If you are a man wearing a scarf in the United States, you are probably gay.
I cannot stress this enough.
Clander (the jackass who writes "Stuff White People Like"), however, thinks it's somehow trendy for white people to wear scarves. He further postulates that white people will wear scarves not only in defiance of prevailing fashion sense, but also of impending summertime weather. In other words, Clander says white people wear scarves all the time.
This is horridly incorrect--except, of course, you're a redheaded Irish transplant living San Francisco like Christian Lander himself. In that case, scarves are mandatory. So are Priuses and New Balance shoes and all manner of communist dalliances prevalent in that Shining Sinkhole by the Sea.
In the rest of the world of white people, you don't wear a scarf unless you're a woman. I've yet to see a white person wearing a scarf, and I, too, live in California--just not the sinkhole part. Clander could've railed against the white people (specifically, white American) inclination towards wearing giant-lettered university sweatshirts, sports jerseys for teams halfway across the continent, or flags of foreign countries.
But he didn't. Again, Clander wrote his latest blog entry the easy way: He looked at himself in the mirror, noticed he was wearing a scarf, and wrote that down.
God damn it, Clander.
At this point, I'll offer a counter-claim to Clander's latest communist creed:
Japanese people like scarves. They wear them all the time. In all circumstances, in all weather. In Japan, this is not considered gay. It's normal.

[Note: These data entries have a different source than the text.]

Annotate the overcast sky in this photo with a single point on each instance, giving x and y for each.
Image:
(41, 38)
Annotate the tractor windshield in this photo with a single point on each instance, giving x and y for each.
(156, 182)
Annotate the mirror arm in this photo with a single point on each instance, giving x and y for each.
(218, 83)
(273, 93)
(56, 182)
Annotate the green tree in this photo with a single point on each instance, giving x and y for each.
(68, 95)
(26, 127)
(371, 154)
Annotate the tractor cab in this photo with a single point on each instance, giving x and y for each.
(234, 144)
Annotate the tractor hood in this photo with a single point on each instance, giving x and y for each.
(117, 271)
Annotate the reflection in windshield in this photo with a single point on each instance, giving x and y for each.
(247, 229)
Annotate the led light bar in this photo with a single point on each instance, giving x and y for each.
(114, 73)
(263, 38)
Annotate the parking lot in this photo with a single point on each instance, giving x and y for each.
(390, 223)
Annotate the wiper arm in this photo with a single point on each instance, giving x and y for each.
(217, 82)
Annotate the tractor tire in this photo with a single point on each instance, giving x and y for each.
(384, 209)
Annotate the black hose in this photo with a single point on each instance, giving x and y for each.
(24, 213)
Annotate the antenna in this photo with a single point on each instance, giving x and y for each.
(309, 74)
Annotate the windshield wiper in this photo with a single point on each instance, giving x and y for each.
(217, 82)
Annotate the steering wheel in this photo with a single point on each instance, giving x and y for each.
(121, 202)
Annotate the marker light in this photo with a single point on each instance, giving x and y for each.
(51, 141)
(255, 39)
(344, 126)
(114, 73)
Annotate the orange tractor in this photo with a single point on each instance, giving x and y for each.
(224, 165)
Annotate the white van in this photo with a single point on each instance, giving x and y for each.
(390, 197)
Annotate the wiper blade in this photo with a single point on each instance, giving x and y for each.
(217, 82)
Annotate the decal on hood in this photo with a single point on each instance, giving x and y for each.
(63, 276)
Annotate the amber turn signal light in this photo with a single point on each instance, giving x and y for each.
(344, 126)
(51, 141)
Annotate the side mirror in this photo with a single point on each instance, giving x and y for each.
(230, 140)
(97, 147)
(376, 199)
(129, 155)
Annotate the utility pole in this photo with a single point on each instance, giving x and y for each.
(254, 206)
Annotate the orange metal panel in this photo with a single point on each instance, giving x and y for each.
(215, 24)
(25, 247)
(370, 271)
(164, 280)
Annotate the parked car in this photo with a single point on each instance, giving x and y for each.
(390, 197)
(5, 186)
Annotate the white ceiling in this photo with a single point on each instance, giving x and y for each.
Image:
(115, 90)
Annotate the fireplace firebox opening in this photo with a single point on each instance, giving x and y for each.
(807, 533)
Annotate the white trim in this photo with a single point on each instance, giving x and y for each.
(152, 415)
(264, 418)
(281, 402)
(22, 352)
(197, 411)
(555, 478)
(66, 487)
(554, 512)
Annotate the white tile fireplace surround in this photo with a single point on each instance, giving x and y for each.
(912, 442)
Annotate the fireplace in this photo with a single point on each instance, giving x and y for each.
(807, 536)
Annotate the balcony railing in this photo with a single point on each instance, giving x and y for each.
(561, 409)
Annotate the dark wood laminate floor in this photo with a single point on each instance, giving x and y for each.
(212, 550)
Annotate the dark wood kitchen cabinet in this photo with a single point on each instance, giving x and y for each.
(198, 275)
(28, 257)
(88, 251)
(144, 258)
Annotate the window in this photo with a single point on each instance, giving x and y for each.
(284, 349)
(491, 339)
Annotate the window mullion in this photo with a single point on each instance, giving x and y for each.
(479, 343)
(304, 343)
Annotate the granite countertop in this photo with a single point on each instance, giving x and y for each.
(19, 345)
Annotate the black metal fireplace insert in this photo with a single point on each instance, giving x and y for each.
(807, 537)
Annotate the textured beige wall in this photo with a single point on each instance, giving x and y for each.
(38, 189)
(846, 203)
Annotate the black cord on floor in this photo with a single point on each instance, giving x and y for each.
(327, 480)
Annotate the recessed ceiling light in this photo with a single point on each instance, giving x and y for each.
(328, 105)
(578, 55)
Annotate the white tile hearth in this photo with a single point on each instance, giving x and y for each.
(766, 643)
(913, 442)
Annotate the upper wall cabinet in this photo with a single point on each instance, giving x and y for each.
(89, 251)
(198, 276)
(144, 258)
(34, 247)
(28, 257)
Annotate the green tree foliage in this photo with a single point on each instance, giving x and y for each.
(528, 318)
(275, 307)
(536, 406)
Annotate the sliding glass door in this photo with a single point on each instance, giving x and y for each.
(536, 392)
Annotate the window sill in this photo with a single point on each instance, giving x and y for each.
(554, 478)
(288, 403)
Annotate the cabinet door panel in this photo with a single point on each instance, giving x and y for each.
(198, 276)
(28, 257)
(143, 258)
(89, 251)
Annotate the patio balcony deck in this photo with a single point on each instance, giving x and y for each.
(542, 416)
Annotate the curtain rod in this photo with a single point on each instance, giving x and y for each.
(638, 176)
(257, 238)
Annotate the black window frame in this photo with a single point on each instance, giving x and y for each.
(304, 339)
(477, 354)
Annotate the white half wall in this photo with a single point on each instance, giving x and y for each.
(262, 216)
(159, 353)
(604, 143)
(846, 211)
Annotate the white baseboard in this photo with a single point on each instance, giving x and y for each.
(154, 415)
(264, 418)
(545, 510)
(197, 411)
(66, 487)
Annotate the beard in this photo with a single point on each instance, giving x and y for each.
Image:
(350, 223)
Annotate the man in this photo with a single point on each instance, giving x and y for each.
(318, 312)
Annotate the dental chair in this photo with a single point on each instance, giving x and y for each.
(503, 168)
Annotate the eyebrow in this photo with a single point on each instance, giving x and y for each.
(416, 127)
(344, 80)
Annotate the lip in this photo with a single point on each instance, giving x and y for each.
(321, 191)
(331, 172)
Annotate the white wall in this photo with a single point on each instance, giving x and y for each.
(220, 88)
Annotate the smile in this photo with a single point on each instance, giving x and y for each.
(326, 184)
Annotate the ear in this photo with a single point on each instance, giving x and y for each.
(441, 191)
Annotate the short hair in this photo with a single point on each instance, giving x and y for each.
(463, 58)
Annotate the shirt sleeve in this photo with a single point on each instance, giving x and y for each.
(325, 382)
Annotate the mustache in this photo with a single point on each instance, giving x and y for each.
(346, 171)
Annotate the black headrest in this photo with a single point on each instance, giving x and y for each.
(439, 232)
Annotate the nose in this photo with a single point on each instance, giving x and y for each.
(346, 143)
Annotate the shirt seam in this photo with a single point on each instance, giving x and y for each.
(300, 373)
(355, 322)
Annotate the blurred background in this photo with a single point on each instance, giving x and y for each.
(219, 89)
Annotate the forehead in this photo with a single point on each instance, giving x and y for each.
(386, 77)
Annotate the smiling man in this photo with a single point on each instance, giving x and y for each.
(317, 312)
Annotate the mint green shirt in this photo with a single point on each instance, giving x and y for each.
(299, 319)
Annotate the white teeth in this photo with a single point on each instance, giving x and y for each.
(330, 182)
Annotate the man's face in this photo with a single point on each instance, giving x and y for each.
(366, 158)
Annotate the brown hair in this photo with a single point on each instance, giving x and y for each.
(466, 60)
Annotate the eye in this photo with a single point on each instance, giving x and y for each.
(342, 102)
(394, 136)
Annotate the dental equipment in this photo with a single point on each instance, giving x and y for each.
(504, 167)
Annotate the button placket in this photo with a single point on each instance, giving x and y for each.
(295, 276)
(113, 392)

In fact, Japanese men do many things that Americans would consider gay. They wear scarves, sip sake from tiny tea cups instead of plunging it into beer, and watch soccer--sometimes in person.Let's analyze the following photo. You'll note that the two Japanese people are needlessly wearing scarves indoors. The white people in the photo are not wearing scarves.
Japan loves its freaking scarves. It also loves latching onto obscure American popular culture phenomena, like Nightmare Before Christmas. In a pinch, Japanese people will combine the two into an unholy union of sorts, as with these Nightmare Before Christmas scarves.